19. Februar 2019, Aarau – KiFF (Foyer)
By Rockslave
Jetzt musste ich also fast 55 Jahre alt werden, um mit Satan eine der kultigsten NWOBHM-Truppen wenigstens oder hoffentlich bislang einmal live zu erleben! Das legendäre Debüt «Court In The Act» erschien 1983 und befand sich damals somit in bester Gesellschaft von Metallica, Tokyo Blade, Exciter, Raven, Manowar, Tank, Jaguar, Crossfire, Killer (B) Slayer, Venom, The Rods, Helstar, Hellion oder Mercyful Fate. Einige der genannten Bands hatten seinerzeit eine Gemeinsamkeit, nämlich einen Record-Deal bei, respektive mit Roadrunner. Disctrade besass den CH Exklusiv-Vertrieb und lancierte 1984 einen Wettbewerb, begleitet von einem sechsseitigen A4-Faltblatt mit dem verheissungsvollen Titel "The Best in HEAVY METAL on Vinyl". Und da war eben die «Court In The Act» auch darauf zu finden.

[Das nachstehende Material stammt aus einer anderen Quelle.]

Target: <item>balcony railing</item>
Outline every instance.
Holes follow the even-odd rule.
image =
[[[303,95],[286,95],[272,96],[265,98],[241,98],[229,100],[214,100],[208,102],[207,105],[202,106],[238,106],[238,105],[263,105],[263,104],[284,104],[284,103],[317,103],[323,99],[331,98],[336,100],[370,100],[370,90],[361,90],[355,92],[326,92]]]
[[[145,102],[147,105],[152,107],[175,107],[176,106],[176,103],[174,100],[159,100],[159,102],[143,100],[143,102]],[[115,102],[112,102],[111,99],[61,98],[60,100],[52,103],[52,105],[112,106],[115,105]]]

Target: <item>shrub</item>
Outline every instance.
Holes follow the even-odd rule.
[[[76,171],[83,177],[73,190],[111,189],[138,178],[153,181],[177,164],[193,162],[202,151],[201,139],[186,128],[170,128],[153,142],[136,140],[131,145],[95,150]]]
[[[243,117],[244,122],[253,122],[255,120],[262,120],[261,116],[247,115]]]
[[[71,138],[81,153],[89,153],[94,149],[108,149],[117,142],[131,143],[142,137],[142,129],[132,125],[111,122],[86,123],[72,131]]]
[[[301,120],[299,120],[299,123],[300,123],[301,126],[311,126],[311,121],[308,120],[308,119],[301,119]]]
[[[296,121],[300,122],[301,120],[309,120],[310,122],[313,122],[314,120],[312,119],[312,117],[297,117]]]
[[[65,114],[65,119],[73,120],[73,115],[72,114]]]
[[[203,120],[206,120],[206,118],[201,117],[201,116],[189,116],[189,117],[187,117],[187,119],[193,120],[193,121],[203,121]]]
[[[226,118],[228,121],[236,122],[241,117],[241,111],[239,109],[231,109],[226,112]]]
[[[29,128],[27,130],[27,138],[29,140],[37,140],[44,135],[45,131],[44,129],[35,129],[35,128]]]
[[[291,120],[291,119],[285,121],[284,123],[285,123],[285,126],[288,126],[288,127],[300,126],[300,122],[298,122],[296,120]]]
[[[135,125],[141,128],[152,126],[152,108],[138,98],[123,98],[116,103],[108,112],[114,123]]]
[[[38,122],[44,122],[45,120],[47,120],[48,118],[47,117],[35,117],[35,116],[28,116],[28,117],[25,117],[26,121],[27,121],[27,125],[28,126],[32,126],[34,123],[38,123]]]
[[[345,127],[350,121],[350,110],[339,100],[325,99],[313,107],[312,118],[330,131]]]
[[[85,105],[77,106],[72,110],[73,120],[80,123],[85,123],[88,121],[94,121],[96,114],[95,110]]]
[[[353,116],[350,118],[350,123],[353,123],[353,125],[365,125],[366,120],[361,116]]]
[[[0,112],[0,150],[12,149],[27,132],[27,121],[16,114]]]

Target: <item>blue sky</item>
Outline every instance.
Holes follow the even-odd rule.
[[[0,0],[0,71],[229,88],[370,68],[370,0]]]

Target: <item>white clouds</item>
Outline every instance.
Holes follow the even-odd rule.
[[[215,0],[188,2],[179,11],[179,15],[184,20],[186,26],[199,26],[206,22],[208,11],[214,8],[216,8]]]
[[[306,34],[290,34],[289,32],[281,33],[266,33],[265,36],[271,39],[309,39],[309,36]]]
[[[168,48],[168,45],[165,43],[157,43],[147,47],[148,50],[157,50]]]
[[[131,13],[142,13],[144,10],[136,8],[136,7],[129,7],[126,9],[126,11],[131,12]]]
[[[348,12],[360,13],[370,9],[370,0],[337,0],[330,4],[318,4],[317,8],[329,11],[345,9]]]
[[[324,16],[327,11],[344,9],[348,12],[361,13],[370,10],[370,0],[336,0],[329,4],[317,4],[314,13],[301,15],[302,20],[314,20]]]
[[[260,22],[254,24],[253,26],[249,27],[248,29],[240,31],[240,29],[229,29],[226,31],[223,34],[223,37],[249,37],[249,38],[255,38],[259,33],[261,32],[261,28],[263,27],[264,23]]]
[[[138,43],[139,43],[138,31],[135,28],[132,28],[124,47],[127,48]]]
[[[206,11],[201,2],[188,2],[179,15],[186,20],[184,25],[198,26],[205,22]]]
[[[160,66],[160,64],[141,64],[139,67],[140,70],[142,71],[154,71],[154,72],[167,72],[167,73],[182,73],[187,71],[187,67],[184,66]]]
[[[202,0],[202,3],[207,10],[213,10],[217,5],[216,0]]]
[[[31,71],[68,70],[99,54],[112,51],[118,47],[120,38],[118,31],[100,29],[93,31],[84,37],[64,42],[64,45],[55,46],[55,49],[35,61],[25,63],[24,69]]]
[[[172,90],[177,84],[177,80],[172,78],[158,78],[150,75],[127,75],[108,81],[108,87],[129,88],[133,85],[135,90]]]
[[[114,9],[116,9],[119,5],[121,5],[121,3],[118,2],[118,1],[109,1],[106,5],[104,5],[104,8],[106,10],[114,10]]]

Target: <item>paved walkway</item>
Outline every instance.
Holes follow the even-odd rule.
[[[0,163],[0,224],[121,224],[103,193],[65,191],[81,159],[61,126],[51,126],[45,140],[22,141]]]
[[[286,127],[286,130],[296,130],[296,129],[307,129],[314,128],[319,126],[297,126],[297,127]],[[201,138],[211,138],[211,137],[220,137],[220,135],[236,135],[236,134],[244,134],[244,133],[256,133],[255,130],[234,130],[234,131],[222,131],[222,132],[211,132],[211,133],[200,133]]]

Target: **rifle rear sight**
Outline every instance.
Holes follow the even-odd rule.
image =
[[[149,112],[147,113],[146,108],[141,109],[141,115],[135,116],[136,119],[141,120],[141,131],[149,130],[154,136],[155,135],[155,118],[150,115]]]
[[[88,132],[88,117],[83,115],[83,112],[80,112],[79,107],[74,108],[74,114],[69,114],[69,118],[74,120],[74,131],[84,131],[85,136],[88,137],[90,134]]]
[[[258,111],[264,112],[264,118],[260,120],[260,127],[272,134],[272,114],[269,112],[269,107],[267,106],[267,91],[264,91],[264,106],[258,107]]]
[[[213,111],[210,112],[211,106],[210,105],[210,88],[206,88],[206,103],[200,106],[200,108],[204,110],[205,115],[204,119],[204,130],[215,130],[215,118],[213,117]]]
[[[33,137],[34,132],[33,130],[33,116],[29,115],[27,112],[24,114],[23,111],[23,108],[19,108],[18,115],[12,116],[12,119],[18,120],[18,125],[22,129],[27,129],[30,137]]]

Allerdings verhinderte der Bandname, dass dieses Kultstück jemals als Geschenk unter dem Weihnachtsbaum vorgefunden werden konnte. Danach verlor sich für mich die Spur von Satan bis 2013, als das Comeback-Album «Life Sentence» die Band wieder ins Gespräch brachte. Die heutigen Support-Bands Screamer und RAM passten gut dazu, aber der Qualitätsunterschied war beträchtlich.

Screamer

Nur einen ganz kurzen Moment verschwendete ich einen Gedanken daran, wo dieser Konzertabend im KiFF abgehalten wird, sprich oben im Saal oder unten im Foyer. Nimmt man jeweils die offiziellen Konzert-Anzeigen im Facebook als Massstab, also wie viele Leute dass da jeweilen ihr Kommen zugesagt haben, dann stimmt zumindest die Grössenordnung halt meistens recht gut. So auch heute Abend, wo diese Zahl bei etwa 50 Leutchen angesiedelt war. Als Screamer (aus Schweden und nicht zu verwechseln mit den gleichnamigen Amis!) kurz nach 19:00 Uhr auf die kleine Foyer-Bühne stiegen, waren vielleicht etwas über 20 Fans anwesend. Ok, es war ein Dienstagabend, also mitten in der Arbeitswoche, doch das kann man letztlich nicht gelten lassen. So machten die Schweden das Beste aus der Situation und gaben gleich von Beginn weg ordentlich Gas. Die mehr oder weniger spürbar von Iron Maiden beeinflusste Mucke hinterliess zunächst keinen schlechten Eindruck. Trotz den einengenden Platzverhältnissen agierte die Band spielfreudig und motiviert zugleich. Im weiteren Verlauf der gut 45 Minuten schlich sich dann aber aufgrund der fehlenden Hooks die gefürchtete Gleichförmigkeit der Songs untereinander ein. Dazu war die Gesangsstimme von Andreas Wikström oben weg zu limitiert, sprich es fehlte einiges an Power. Nichtsdestotrotz holte sich die sonst tight auftretende Combo den verdienten Applaus der zu diesem Zeitpunkt anwesenden Fans ab.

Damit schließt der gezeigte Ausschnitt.